La question qui m’importe, c’est pour qui j’écris et pourquoi. La langue reste un outil. Comme beaucoup d’auteurs issus de pays anciennement colonisés ou encore sous tutelle, j’ai d’abord écrit dans la langue du dominant. Il m’a fallu du temps pour me réconcilier avec ma langue maternelle. Depuis trois ans, j’essaie de passer de l’une à l’autre sans trahir ce que j’ai à dire. Et à la longue, je me suis aperçu que j’entretiens des rapports si intimes avec les deux langues que je finis par vouloir les confondre. Il n’y pas de hiérarchie pour moi. Il y a juste des choses, qui, parfois, se disent dans une langue, et ne peuvent se dire dans l’autre.
Lesquelles par exemple ?
C’est difficile à dire…
Pouvez-vous développer l’idée que vous esquissez dans Moroni Blues/Chap II : « l’idée que le créateur, quelle que soit sa forme d’expression, doit contribuer à élaborer de nouveaux modes de relation entre les hommes » ?

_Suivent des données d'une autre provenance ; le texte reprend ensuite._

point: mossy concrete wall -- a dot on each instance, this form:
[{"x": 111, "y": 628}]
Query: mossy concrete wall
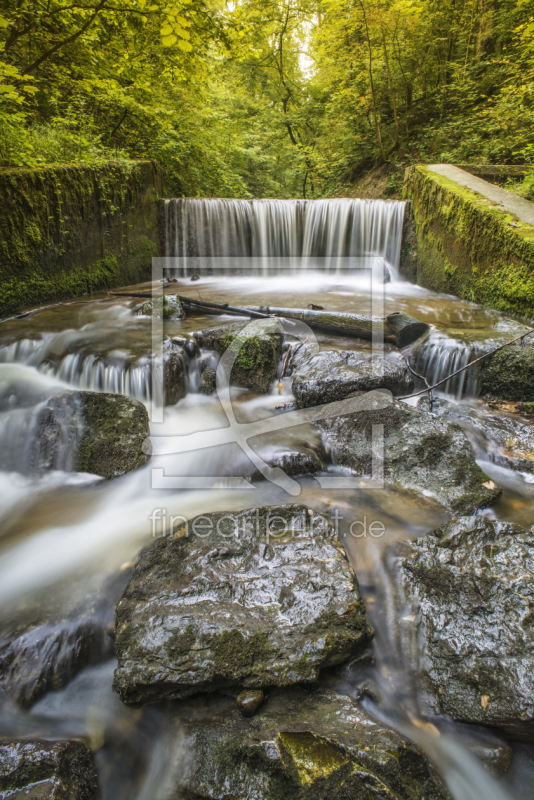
[
  {"x": 467, "y": 245},
  {"x": 71, "y": 230}
]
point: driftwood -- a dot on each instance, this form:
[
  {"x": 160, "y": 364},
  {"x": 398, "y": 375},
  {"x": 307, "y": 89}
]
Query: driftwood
[
  {"x": 398, "y": 328},
  {"x": 222, "y": 308}
]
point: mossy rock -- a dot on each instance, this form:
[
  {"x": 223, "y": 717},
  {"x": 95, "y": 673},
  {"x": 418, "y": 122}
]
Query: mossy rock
[
  {"x": 509, "y": 374},
  {"x": 300, "y": 744},
  {"x": 251, "y": 351},
  {"x": 421, "y": 452},
  {"x": 166, "y": 307},
  {"x": 471, "y": 582},
  {"x": 99, "y": 433},
  {"x": 249, "y": 618}
]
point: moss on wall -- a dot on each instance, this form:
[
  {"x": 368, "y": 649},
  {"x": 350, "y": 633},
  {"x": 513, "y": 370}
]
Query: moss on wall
[
  {"x": 469, "y": 246},
  {"x": 71, "y": 230}
]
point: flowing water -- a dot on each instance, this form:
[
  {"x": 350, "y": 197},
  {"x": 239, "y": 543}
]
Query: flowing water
[{"x": 68, "y": 539}]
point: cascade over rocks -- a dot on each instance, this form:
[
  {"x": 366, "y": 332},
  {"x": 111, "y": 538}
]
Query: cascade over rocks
[
  {"x": 300, "y": 744},
  {"x": 166, "y": 307},
  {"x": 257, "y": 346},
  {"x": 334, "y": 374},
  {"x": 421, "y": 452},
  {"x": 41, "y": 652},
  {"x": 265, "y": 597},
  {"x": 473, "y": 584},
  {"x": 102, "y": 434},
  {"x": 47, "y": 770},
  {"x": 175, "y": 371}
]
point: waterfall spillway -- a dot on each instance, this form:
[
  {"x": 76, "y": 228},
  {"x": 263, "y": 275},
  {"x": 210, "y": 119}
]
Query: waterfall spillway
[{"x": 305, "y": 229}]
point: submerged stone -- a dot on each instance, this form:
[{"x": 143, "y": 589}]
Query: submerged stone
[
  {"x": 252, "y": 350},
  {"x": 166, "y": 307},
  {"x": 43, "y": 770},
  {"x": 249, "y": 701},
  {"x": 261, "y": 598},
  {"x": 334, "y": 374},
  {"x": 473, "y": 585},
  {"x": 302, "y": 745},
  {"x": 416, "y": 450},
  {"x": 93, "y": 432},
  {"x": 509, "y": 374}
]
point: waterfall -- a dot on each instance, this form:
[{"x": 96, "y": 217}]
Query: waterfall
[
  {"x": 305, "y": 229},
  {"x": 441, "y": 357}
]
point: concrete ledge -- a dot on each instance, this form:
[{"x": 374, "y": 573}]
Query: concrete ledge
[
  {"x": 468, "y": 244},
  {"x": 71, "y": 230}
]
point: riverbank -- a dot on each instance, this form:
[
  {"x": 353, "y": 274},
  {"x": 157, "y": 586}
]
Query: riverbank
[{"x": 71, "y": 230}]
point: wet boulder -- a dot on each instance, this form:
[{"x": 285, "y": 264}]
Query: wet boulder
[
  {"x": 332, "y": 375},
  {"x": 43, "y": 770},
  {"x": 261, "y": 598},
  {"x": 412, "y": 449},
  {"x": 102, "y": 434},
  {"x": 300, "y": 744},
  {"x": 472, "y": 584},
  {"x": 509, "y": 374},
  {"x": 166, "y": 307},
  {"x": 251, "y": 351}
]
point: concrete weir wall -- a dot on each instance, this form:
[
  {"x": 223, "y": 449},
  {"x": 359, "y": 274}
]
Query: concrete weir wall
[
  {"x": 71, "y": 230},
  {"x": 469, "y": 238}
]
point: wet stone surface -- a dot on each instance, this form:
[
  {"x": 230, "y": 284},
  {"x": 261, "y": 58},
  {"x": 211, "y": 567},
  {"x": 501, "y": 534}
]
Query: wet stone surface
[
  {"x": 473, "y": 584},
  {"x": 102, "y": 434},
  {"x": 420, "y": 451},
  {"x": 47, "y": 770},
  {"x": 509, "y": 374},
  {"x": 334, "y": 374},
  {"x": 225, "y": 604},
  {"x": 253, "y": 350},
  {"x": 304, "y": 745}
]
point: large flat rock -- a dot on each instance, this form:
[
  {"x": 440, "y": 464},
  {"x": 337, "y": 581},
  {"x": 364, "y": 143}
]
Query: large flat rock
[
  {"x": 99, "y": 433},
  {"x": 332, "y": 375},
  {"x": 473, "y": 585},
  {"x": 419, "y": 451},
  {"x": 223, "y": 603},
  {"x": 302, "y": 745}
]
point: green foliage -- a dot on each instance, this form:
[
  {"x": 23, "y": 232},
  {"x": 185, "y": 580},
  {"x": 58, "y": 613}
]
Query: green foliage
[{"x": 259, "y": 98}]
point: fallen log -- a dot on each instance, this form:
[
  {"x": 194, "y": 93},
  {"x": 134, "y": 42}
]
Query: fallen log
[
  {"x": 397, "y": 328},
  {"x": 222, "y": 308}
]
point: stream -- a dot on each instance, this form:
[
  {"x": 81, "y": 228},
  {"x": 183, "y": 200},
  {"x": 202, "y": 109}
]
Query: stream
[{"x": 68, "y": 539}]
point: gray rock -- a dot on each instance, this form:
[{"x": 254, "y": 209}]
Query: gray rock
[
  {"x": 334, "y": 374},
  {"x": 257, "y": 346},
  {"x": 102, "y": 434},
  {"x": 47, "y": 770},
  {"x": 499, "y": 431},
  {"x": 421, "y": 452},
  {"x": 301, "y": 745},
  {"x": 249, "y": 700},
  {"x": 509, "y": 374},
  {"x": 224, "y": 604},
  {"x": 168, "y": 307},
  {"x": 473, "y": 584}
]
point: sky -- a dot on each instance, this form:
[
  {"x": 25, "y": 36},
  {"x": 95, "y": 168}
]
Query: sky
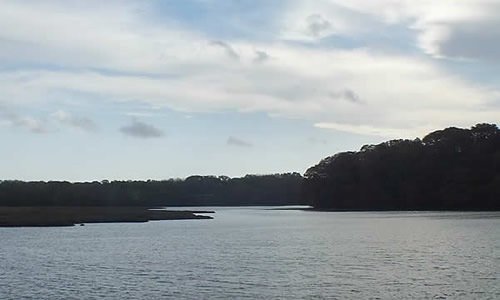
[{"x": 137, "y": 90}]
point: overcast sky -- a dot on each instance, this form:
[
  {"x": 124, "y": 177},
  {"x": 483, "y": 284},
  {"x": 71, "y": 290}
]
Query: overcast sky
[{"x": 93, "y": 90}]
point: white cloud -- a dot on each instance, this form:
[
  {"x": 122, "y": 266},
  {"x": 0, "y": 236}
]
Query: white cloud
[
  {"x": 138, "y": 129},
  {"x": 79, "y": 123},
  {"x": 234, "y": 141},
  {"x": 463, "y": 29},
  {"x": 162, "y": 65}
]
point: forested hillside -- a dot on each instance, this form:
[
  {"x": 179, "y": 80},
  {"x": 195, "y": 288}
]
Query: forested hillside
[
  {"x": 278, "y": 189},
  {"x": 450, "y": 169}
]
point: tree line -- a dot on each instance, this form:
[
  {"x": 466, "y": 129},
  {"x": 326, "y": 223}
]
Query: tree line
[
  {"x": 450, "y": 169},
  {"x": 277, "y": 189}
]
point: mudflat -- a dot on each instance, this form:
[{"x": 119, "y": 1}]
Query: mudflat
[{"x": 69, "y": 216}]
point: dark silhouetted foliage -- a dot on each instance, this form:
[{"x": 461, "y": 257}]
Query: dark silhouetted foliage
[
  {"x": 278, "y": 189},
  {"x": 450, "y": 169}
]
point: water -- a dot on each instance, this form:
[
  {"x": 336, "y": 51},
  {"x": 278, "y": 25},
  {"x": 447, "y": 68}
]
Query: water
[{"x": 257, "y": 253}]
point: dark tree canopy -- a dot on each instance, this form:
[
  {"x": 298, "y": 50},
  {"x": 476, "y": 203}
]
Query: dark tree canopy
[
  {"x": 450, "y": 169},
  {"x": 277, "y": 189}
]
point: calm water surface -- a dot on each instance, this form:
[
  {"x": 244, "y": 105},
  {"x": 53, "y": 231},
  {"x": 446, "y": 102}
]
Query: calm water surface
[{"x": 257, "y": 253}]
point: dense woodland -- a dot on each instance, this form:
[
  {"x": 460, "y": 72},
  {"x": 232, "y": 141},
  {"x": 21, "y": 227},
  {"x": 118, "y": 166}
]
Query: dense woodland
[
  {"x": 450, "y": 169},
  {"x": 278, "y": 189}
]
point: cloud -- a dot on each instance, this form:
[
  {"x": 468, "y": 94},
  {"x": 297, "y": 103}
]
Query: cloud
[
  {"x": 317, "y": 25},
  {"x": 164, "y": 66},
  {"x": 24, "y": 122},
  {"x": 346, "y": 94},
  {"x": 233, "y": 141},
  {"x": 227, "y": 48},
  {"x": 75, "y": 122},
  {"x": 139, "y": 129},
  {"x": 363, "y": 129},
  {"x": 261, "y": 56}
]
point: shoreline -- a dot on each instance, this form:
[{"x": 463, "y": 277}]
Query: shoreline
[{"x": 54, "y": 216}]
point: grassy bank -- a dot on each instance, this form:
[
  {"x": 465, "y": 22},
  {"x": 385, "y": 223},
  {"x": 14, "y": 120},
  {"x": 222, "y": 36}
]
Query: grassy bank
[{"x": 69, "y": 216}]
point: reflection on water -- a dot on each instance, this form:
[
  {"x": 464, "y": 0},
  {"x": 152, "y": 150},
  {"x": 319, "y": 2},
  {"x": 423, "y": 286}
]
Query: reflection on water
[{"x": 258, "y": 253}]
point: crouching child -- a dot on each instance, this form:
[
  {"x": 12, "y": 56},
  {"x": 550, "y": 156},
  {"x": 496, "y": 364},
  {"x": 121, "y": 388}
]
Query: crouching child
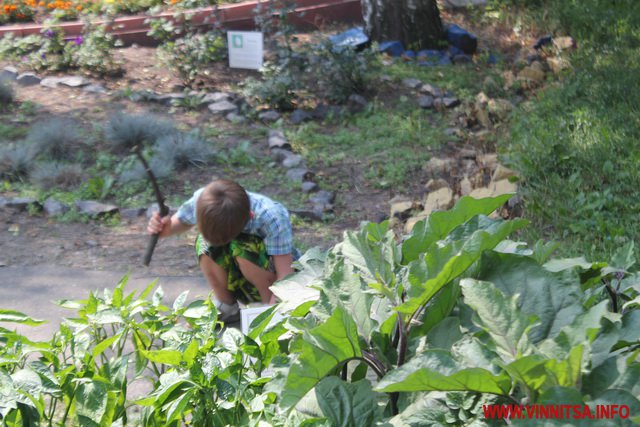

J’exprime là une envie, correspondant à ce que j’attends d’un artiste ou d’un poète. Je m’intéresse à la difficulté de la relation entre les êtres, aux fantasmes et aux fictions collectives qui vont avec. Mon écriture part du vécu politique de mes concitoyens et parle d’une mémoire fracturée, rationnée, mise à terre. Je parle d’impunité, de déni, de mépris, d’arrogance, de mensonge. Et je nous attribue un peu cette mission. Celle de retisser du lien, sans doute parce que j’appartiens à ce pays laminé, où le délitement du lien social demeure un vrai souci et explique bien des traumatismes. Écrire ou créer n’est pas une chose anodine pour moi. Ça doit faire sens par rapport à ce qui nous ronge.
Dans certains de vos écrits, vous évoquez de grands écrivains comme Bernard-Marie Koltès ou Toni Morrison. J’aimerais connaître la place qu’ils tiennent dans votre travail. D’autres écrivains ont-ils été également source d’inspiration pour votre propre création ?
Koltès ou Morrison, ce sont des hasards heureux. Je suis incapable de dire en quoi ils m’ont transformé précisément. Peut-être que c’est dans leur approche du rapport à l’autre, à la différence. Maintenant, s’il faut citer des auteurs ayant bousculé mon imaginaire, profondément, j’avancerai les noms de Sony Labou Tansi et d’Édouard Glissant. Mais je ne me sens pas capable de mesurer l’étendue de ce qui me ramène à eux. Peut-être, la sensation d’être chez moi, à chaque fois que je parcours un de leurs textes. Leurs univers, leurs interrogations, leurs écrits, me redonnent une place en ce monde. En dehors de leurs imaginaires respectifs, j’ai souvent l’impression d’appartenir au silence, au non-dit, à ce qui n’a pas encore été nommé. Alors je m’accroche à eux, tant que faire se peut.
En 2009, vous avez fondé la Muzdalifa House. Qu’est-ce qui a prévalu dans sa création et quel est son travail aujourd’hui ?
Le Muzdalifa House est un lieu d’expérimentation culturelle et d’agitation citoyenne, le seul lieu indépendant dans le domaine culturel aux Comores, qui n’est affilié ni à l’État, ni aux groupes communautaires à caractère villageois ou de quartier. Il s’agit d’un outil qui permet de travailler à l’existence d’un réseau alternatif localement, sur le long terme. On y développe des réponses actuelles par rapport à des questionnements d’ordre ancien. Traditionnellement, la création devait s’ancrer dans une nécessité au quotidien. Le Muzdalifa House fonctionne comme un laboratoire où se tiennent des rencontres improbables (en musique, théâtre, cinéma, arts plastiques, etc.) entre des personnes issues de milieux différents, qui ont à cœur de répondre aux questionnements sur le rôle et la place de l’artiste, du poète ou de l’intellectuel, dans une société en crise, aussi fragilisée que la nôtre.